While the number of legislators serving Plymouth didn’t change with 2012’s reapportionment, the faces of those serving did.
When the new district boundaries were released in February, Rep. Sandra Peterson and Rep. Steve Smith were taken out of the Plymouth picture.
In their places, Rep. Lyndon Carlson of District 45A and Rep. Ryan Winkler of District 46B assumed their roles as representatives to Plymouth.
After the 2012 election in November, the seven are as follows:
House 44A (Northwest Plymouth) – Sarah Anderson
House 44B (Southwest Plymouth) – John H. Benson
House 45A (Northeast Plymouth) – Lyndon R. Carlson
House 46A (Southeast Plymouth) – Steve Simon
Senate 44 (Western Plymouth) – Terri Bonoff
Senate 45 (Northeast Plymouth) – Ann H. Rest
Senate 46 (Southeast Plymouth) – Ron Latz.
And while the district boundaries for Plymouth City Council shifted slightly, the council heading into 2013 remains basically unchanged by the reapportionment.
Incumbents Jim Willis and Jeff Wosje beat out respective challengers for their open seats, while Judy Johnson of Ward 1 and Bob Stein of Ward 3 successfully ran unopposed to retain their positions.
Council members expressed satisfaction in the work of the group and confidence in its function moving forward.
“I think we all get along well together,” commented Stein after the election results. “We may have some differences, but we work together for the common good of the city. And we respect each other.”
“The thing that’s most notable about this council is that we don’t always agree with each other, but we can always agree to disagree,” said Johnson in November. “And that’s something so important, and something I think voters want right now.”
The members of City Council and the legislators serving the new Plymouth districts look toward a 2013 and beyond that looms with economic uncertainty and funding issues that could define their political careers.
10. Questions arose over new scoreboard
Folks passing Wayzata High School in Plymouth may have noticed a significant change in the landscape this past year.
A 47-foot-high scoreboard was erected in late summer on the athletic field and features state-of-the-art high definition, a large Trojan logo and advertisements.

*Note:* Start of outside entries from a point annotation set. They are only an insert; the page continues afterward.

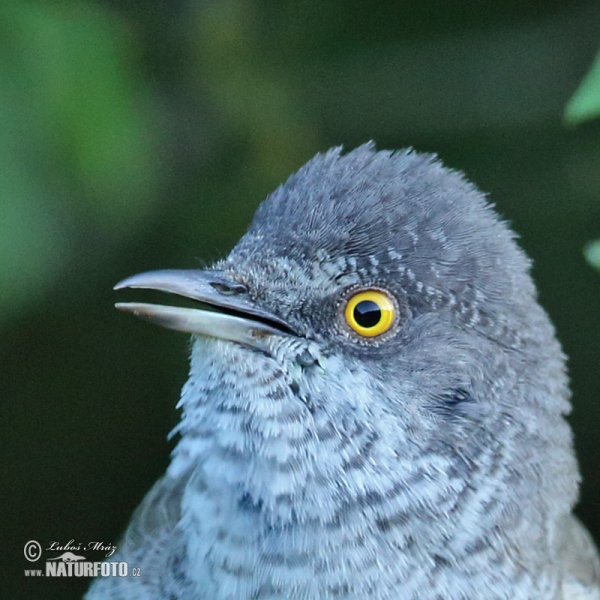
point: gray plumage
(430, 462)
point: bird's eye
(370, 312)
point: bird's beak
(227, 314)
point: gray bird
(375, 408)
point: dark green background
(137, 135)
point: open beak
(228, 313)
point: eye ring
(370, 313)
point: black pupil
(367, 313)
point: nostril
(227, 289)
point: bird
(376, 405)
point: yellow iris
(370, 312)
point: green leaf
(584, 105)
(592, 253)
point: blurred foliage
(592, 253)
(142, 134)
(585, 102)
(77, 144)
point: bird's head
(374, 343)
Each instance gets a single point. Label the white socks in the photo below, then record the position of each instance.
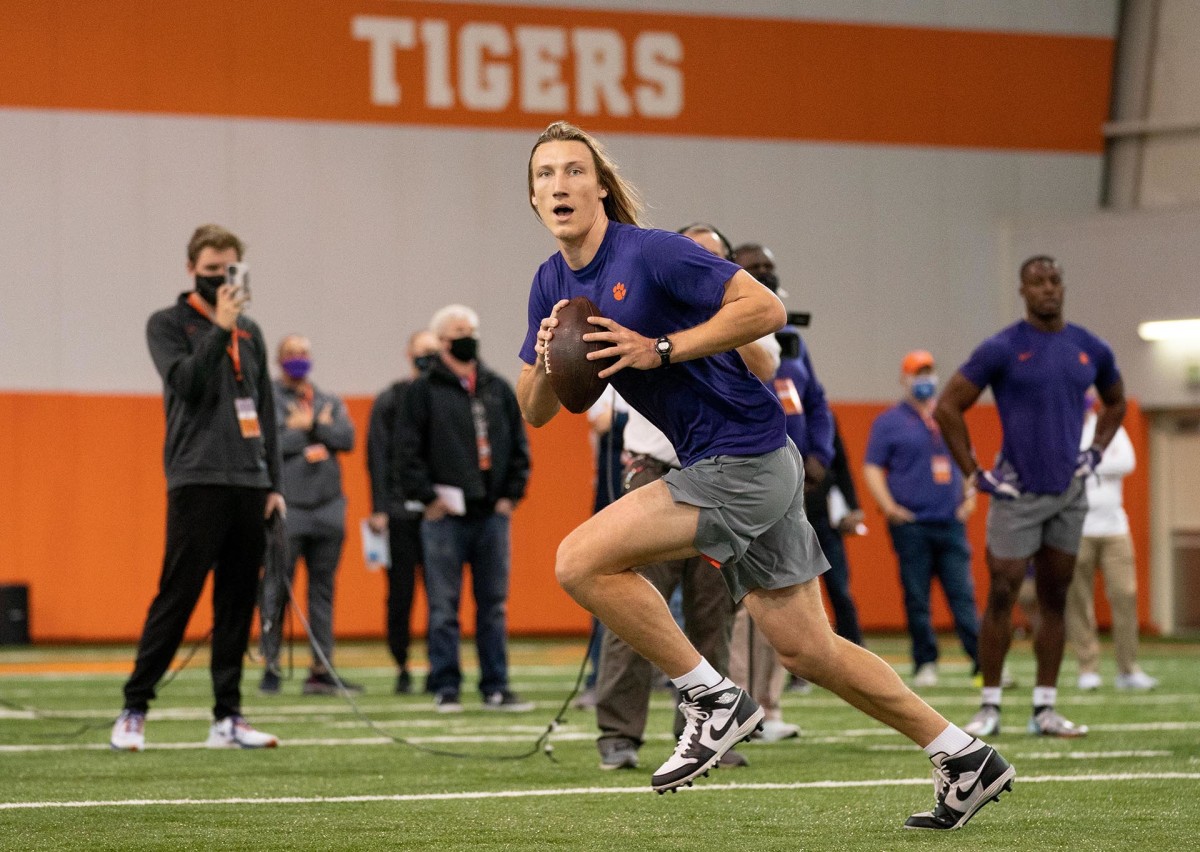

The proposal to Plymouth City Council to grant a conditional use permit to allow the school to stray from city code was approved in late March of 2012 to replace an outdated scoreboard installed in 2000.

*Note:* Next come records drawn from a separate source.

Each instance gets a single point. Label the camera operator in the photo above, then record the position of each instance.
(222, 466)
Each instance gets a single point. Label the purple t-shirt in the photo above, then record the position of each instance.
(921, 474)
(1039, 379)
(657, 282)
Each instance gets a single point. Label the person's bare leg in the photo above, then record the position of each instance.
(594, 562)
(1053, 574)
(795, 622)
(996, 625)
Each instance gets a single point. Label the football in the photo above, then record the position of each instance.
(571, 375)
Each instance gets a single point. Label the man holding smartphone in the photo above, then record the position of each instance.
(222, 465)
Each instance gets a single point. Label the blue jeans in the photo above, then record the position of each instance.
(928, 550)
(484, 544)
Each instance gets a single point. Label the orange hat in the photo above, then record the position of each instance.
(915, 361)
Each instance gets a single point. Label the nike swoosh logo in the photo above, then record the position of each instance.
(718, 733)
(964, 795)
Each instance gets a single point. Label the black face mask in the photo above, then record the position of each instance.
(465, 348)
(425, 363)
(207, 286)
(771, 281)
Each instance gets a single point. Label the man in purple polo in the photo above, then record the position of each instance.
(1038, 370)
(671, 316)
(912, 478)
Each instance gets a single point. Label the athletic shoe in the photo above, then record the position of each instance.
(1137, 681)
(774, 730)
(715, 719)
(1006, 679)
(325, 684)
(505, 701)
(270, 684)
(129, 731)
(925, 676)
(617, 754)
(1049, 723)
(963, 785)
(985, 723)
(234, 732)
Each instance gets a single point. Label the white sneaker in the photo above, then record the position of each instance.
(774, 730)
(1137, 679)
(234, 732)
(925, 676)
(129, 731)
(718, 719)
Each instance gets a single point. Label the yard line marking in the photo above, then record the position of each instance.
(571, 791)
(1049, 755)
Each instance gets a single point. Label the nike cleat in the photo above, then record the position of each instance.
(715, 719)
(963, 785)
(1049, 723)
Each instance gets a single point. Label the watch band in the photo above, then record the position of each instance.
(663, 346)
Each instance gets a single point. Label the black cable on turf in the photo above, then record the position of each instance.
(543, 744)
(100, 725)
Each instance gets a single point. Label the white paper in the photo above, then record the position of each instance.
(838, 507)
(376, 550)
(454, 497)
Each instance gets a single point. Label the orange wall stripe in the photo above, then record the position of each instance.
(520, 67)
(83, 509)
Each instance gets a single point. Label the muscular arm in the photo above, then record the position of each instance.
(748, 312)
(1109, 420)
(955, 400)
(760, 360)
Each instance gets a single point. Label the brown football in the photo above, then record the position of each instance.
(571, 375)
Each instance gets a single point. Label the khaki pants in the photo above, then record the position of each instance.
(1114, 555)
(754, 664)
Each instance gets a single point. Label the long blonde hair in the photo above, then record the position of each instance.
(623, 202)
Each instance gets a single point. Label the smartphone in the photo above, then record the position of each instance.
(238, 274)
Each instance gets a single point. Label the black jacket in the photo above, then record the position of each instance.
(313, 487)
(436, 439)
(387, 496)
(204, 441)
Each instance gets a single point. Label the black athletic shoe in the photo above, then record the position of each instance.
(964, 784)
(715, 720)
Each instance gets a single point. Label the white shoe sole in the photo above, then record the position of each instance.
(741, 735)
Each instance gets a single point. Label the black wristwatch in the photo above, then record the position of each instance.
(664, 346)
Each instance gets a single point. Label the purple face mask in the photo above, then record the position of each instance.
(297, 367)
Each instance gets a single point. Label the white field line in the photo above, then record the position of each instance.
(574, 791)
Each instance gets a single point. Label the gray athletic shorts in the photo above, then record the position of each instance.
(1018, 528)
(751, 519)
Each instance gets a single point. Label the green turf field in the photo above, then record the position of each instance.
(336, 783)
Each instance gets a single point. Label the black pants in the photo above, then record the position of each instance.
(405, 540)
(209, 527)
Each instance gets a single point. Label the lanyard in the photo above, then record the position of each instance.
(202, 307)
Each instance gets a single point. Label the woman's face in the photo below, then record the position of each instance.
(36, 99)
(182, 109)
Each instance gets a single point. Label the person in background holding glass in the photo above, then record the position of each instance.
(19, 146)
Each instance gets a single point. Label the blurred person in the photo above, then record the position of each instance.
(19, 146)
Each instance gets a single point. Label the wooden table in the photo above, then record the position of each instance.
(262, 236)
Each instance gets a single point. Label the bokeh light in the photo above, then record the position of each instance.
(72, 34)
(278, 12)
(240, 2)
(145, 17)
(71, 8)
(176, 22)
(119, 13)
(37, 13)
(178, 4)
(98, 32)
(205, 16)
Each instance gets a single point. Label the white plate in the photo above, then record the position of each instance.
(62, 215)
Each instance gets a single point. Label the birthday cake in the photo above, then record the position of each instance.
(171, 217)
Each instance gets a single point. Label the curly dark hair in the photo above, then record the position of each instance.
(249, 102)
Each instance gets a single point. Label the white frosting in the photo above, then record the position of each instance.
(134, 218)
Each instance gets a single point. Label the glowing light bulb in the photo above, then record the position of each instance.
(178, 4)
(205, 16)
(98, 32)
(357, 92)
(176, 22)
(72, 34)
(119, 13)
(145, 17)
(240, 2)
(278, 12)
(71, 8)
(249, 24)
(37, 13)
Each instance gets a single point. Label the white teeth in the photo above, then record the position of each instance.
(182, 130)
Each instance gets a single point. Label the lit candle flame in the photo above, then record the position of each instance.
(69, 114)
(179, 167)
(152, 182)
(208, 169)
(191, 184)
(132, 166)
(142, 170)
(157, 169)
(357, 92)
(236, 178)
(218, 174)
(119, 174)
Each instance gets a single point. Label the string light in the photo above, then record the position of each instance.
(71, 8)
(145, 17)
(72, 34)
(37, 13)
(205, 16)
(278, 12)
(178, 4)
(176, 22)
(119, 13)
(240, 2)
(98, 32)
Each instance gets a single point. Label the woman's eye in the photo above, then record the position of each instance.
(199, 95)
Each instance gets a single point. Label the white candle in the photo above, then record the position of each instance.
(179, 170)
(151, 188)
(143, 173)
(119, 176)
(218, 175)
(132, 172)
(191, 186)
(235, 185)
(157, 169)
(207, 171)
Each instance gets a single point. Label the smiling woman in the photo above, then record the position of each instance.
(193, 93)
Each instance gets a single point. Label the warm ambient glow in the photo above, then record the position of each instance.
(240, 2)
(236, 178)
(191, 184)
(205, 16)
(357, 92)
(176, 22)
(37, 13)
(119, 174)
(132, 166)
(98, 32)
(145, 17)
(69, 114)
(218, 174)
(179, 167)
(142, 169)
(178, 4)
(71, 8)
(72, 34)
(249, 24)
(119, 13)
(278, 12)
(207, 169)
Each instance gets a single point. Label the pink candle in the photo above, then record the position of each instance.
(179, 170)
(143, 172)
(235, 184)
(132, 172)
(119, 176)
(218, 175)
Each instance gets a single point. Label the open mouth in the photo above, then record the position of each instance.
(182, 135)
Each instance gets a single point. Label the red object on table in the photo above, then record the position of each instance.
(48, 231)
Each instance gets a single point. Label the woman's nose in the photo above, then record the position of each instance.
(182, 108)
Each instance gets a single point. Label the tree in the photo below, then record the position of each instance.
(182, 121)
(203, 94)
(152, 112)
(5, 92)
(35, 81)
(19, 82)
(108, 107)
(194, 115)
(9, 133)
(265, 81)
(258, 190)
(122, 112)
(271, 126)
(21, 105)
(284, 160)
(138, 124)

Plymouth initially approached the proposal with caution, noting that a break in ordinance for the Wayzata High School could lead to other advertisers clamoring to build huge electronic signage.
City ordinance bans “multi-vision” signs with “any visible moving parts.” The idea is to refrain from distracting drivers and avoid lessening the city’s aesthetic.
The conditional use permit granted to the high school continued to ban advertising signs on scoreboards facing the public right of way, but allowed for the new scoreboard to function as proposed.
Much of the opposition to the conditional use permit revolved around the advertisement aspects of the signage. The school retains discretion over the content of the ads it displays, and it can only run them during city- or school-sponsored events.
While some found the addition of advertising to a school sporting event a nuisance, others noted that any additional revenue stream the school could attract is welcomed.
The scoreboard won out and made its debut at a Wayzata High School girls soccer game Aug. 23, and at the Trojans football season open on Aug. 30.
Project Score – an offshoot of the Wayzata Athletic Boosters comprised of parents and community members – was a major proponent in making the scoreboard a reality.
The project was funded through advertising sponsorships and private donations. The scoreboard’s video capabilities will also be utilized to celebrate the accomplishments of students at Wayzata High School.
The scoreboard promotes math club, musical productions, the debate team and any other activities that the high school feels deserve recognition. Students in an advanced television production class offered from the school will also have the opportunity to produce content that appears on the board.